Borges, a researcher at Brazilian web governance and freedom of speech think-tank InternetLab and a computer teacher and coordinator at Minas Programam, says it is important for companies and society as a whole to invest in the STEM careers of young black girls.
“We seek to deconstruct gender and race stereotypes that influence our relationship with the areas of science, technology and computing,” she said, “We offer programming learning opportunities for girls and women who want to learn to code but don’t know how to get started.”
Borges says back in 2018, she started to work at another NGO with friend and now-colleague Barbara Paes who was already working on the Minas Programam project.
“I had the opportunity to participate in the computer course, which they were organizing, as a student, and simply loved the environment created for all the girls, a non-judgmental environment, where we were encouraged to build knowledge together and all teachers were women,” she said.
Borges says the Minas Programam is important because in Brazilian society, as well as around the world, there is still the idea that the STEM area is reserved for men.
“In a survey conducted by UNESCO in 2015, for example, only 35% of people who study things related to science, technology, mathematics and engineering are women, and in Brazil, where we operate, only 15% of people enrolled in science courses in computing and engineering are women,” she said.
Borges says when women are not producing technology and science, in academic terms, their needs are not taken into account.
“The participation of more women, and specifically black women, in the areas of science, technology, engineering and mathematics directly affects the way in which these women, their needs and their ideas are represented in these areas,” she said, “Therefore, the main problem that we intend to solve is the break with this stereotype, showing the girls that they are also capable of working in areas related to science and technology and this must also be a space for them.
Borges says there are other projects in Brazil that work with women in the programming area such as MariaLab and Elas, but Minas Programam especially focuses on school-age girls.
“The sooner they have contact with the understanding that they can be programmers/scientists more this changes their personal trajectories,” she said, “We always seek to work with racialized women in the peripheral areas of the city of São Paulo, as they are people most lacking in opportunities.”
Borges is a member of 2020 cohort of the Women Deliver Young Leaders Program, who are 300 young changemakers, including 49 people from 20 countries in Latin America and the Caribbean.
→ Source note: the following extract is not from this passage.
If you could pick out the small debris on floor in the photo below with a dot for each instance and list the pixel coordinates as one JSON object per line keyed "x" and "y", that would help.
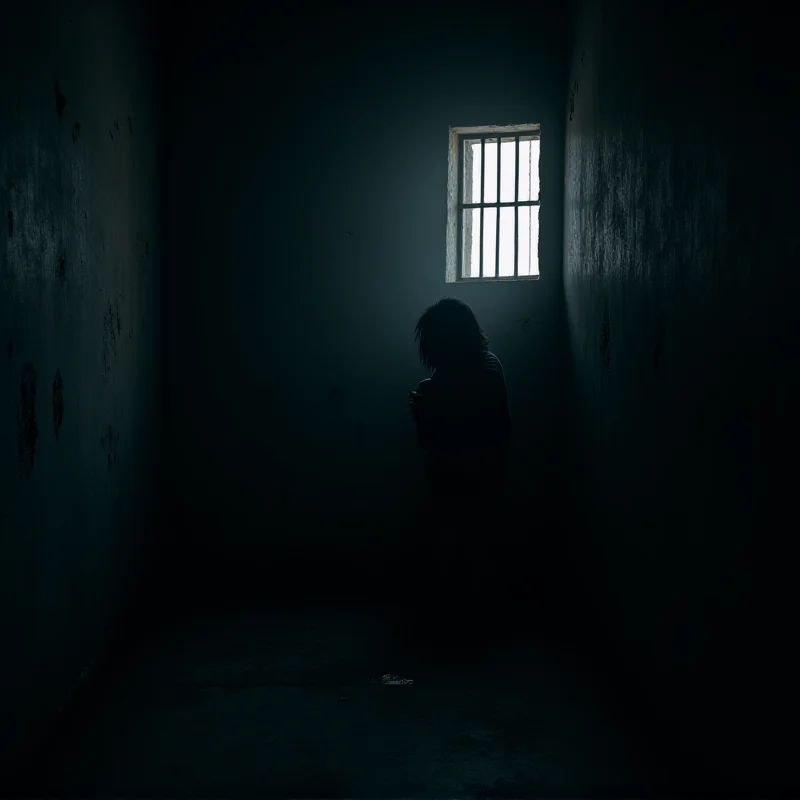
{"x": 395, "y": 680}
Since 2010, Women Deliver, an NGO championing gender equality and the health and rights of girls and women has reached 1,000 young advocates from 148 countries.
Borges says preparing the next generation of women in STEM in Brazil is particularly important given that the government there has been slashing science funding in recent years: one of the country’s main federal research funding agencies (CAPES, for its Portuguese acronym) has already announced that 11 800 scholarships will not be renewed, a 12% reduction.
“To continue their studies many of these young women and girls would need scholarships,” she said, “The lack of scholarships to research in public universities is another barrier for women and girls in STEM in Brazil.”
Elsewhere in Brazil, young women and girls are already putting their STEM skills to the test.
A team of Brazilian girls have turned a school project into an mobile app aimed at confronting the world’s second leading cause of death among 15-29 year-olds: suicide.
Anna Ferronato, Jhuly Carvalho, Ana Giacomeli, Clara Pithon da Silva, and Emanuela Maraskin developed Safe Tears, a suicide prevention app.
The girls are all alumnae of Technovation Girls, a 12-week global entrepreneurship program for girls ages 10-18 in which the participants identify major real-world problems and then develop mobile apps to solve them.